Em seu pequeno cômodo, dezenas de
discos abertos com os encartes espalhados, uma garrafa de uísque barato
faltando pouco menos de um terço para ser esvaziada, um ar saturado de
melancolia e desgaste. Olhava com um sorriso falseado a garota de programa que
escolhera para passar seu aniversário de 41 anos com ele sair batendo a porta e
o chamando de ‘bêbado’ e ‘brocha’ enquanto se afastava.
Sem a inútil companhia feminina,
sobraram ele e suas reminiscências.

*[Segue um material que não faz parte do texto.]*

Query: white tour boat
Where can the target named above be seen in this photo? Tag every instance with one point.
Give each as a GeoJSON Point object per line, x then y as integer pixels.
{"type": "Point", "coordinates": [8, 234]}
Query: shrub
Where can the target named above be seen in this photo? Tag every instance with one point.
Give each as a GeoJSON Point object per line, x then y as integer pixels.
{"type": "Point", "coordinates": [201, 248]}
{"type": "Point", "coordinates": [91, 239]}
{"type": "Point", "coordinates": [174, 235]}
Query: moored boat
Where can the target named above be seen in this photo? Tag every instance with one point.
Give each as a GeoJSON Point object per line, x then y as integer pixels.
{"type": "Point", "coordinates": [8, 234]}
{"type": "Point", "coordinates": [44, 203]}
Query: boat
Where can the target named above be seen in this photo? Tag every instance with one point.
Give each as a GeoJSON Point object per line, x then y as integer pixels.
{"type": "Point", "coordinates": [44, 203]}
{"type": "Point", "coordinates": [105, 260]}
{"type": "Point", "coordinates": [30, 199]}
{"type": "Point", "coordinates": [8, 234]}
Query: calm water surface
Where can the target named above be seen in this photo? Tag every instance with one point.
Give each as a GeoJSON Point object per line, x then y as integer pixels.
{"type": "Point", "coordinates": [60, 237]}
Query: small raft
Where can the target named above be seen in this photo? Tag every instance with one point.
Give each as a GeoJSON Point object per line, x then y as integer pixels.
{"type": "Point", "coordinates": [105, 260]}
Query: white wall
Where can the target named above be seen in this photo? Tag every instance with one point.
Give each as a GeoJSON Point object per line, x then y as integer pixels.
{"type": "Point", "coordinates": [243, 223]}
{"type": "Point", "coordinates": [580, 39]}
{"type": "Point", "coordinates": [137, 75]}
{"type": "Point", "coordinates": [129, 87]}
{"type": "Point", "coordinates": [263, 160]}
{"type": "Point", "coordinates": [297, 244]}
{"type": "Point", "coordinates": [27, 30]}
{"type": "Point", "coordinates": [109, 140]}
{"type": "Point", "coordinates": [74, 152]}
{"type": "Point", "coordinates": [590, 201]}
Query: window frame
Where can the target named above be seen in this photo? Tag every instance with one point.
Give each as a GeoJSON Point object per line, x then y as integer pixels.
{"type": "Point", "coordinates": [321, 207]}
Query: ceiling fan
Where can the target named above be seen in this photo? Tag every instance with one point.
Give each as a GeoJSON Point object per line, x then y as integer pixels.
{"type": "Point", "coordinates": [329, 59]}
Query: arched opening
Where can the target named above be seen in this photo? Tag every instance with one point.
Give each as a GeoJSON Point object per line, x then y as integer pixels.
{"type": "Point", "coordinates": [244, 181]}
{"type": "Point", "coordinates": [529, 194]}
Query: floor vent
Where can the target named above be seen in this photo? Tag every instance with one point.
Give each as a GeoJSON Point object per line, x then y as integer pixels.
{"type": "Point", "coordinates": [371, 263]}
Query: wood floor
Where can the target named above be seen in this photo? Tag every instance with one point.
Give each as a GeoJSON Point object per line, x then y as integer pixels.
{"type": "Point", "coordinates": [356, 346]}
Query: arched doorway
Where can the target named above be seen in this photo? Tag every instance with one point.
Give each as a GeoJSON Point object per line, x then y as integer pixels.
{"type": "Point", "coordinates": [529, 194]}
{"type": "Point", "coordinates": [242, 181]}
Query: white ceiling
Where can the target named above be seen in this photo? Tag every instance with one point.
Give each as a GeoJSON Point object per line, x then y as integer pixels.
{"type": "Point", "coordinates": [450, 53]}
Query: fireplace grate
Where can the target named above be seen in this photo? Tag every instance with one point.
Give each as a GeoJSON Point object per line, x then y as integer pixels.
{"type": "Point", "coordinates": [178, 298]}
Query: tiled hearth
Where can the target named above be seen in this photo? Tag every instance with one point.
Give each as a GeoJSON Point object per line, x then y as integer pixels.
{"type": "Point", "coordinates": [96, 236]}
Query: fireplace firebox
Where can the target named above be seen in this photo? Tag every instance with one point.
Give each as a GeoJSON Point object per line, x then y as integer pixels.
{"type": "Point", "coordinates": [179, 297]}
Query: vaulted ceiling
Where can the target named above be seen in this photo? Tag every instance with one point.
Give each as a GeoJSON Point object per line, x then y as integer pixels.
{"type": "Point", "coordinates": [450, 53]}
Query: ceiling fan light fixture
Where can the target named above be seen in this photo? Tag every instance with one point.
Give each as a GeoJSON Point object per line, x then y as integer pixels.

Há tempos havia fugido, abandonado suas
fortalezas para não mais pensar na vida que tanto o atormentava. Sabia-se o
retrato da decadência, mas não se arrependia nem por um instante de suas decisões
e de como havia chegado àquele estado.
Segurando seu destilado de
destino duvidoso, parou repentinamente em frente ao único espelho, partido ao
meio, que possuía em seu ambiente. A barba mal feita, o cabelo escorrido e
seboso, a pele oleosa, suas rugas e olheiras – marcas de padecimento – deixavam-no
sem poder evitar um sorriso sorrateiro ao imaginar o que suas ex-mulheres
diriam se o encontrassem ao acaso numa esquina qualquer, hipótese remota devido
à distância que se encontrava de todas elas.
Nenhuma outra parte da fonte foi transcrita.